Slick: von glatter Oberfläche zum druckfertigen Bild
Slick bedeutet im alltäglichen Sprachgebrauch glatt und poliert, aber in der Druckvorstufe ist es das druckfertige Bild selbst, nicht seine Oberflächenbeschaffenheit.
Für die meisten Menschen bedeutet "slick" glatt, poliert und reibungslos. Eine rutschige Straße. Ein glatter Verkaufspitch. Das Wort hat Konnotationen von Leichtigkeit und oberflächlichem Glanz.

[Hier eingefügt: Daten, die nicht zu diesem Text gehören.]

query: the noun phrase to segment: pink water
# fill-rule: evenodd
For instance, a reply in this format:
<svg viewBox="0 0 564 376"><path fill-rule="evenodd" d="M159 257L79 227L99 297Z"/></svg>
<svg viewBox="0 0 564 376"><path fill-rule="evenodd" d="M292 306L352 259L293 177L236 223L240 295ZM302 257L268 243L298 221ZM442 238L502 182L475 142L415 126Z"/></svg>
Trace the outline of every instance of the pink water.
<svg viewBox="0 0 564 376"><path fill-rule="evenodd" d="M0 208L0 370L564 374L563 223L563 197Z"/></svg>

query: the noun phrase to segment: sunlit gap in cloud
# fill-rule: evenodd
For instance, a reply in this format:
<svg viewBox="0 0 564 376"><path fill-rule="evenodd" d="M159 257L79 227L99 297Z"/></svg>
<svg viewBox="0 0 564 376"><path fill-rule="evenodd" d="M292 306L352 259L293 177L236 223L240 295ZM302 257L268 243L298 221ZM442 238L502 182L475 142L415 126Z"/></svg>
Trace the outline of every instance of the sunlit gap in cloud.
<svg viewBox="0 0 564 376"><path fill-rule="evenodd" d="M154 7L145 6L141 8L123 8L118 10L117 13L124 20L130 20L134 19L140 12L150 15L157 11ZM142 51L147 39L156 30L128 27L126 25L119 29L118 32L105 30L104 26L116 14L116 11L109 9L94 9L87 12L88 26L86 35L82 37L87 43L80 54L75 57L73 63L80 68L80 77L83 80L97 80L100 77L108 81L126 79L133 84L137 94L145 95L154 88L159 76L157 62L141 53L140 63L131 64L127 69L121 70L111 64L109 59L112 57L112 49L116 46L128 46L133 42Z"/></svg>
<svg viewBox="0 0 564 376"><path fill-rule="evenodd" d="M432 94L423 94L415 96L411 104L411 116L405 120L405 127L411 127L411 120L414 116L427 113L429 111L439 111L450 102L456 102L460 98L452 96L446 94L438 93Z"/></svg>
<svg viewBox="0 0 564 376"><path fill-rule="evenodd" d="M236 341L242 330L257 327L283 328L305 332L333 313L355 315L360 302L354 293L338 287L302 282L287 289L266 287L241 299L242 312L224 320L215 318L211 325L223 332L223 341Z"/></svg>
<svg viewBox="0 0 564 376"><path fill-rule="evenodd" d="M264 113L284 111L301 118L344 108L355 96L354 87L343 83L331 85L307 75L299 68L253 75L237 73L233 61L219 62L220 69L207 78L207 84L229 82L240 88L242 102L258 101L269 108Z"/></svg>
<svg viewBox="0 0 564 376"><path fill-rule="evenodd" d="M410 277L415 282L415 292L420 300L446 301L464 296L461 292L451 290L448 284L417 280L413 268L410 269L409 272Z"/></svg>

In der Druckindustrie und bei Druckvorstufen ist ein slick etwas völlig anderes: es ist ein kamerafreier fotografischer Druck oder eine Vorlage, die zur Reproduktion vorbereitet ist. Der slick ist die Zwischenstufe zwischen der Arbeit des Designers und dem fertigen Druckerzeugnis. Ein Fotograf oder Drucker fotografiert den slick, um ein Filmnegativ zu erstellen, das dann verwendet wird, um eine positive Offsetplatte zu bebildern oder andere Druckgeräte zu belichten. Der slick selbst muss scharf, hochkontrast und fehlerfrei sein, damit die Reproduktionskette ein sauberes Endbild ergibt. Der Begriff hat nichts mit Glanz zu tun, obwohl slicks oft auf glänzendem Papier gedruckt werden, um den Fotografieschritt zu unterstützen.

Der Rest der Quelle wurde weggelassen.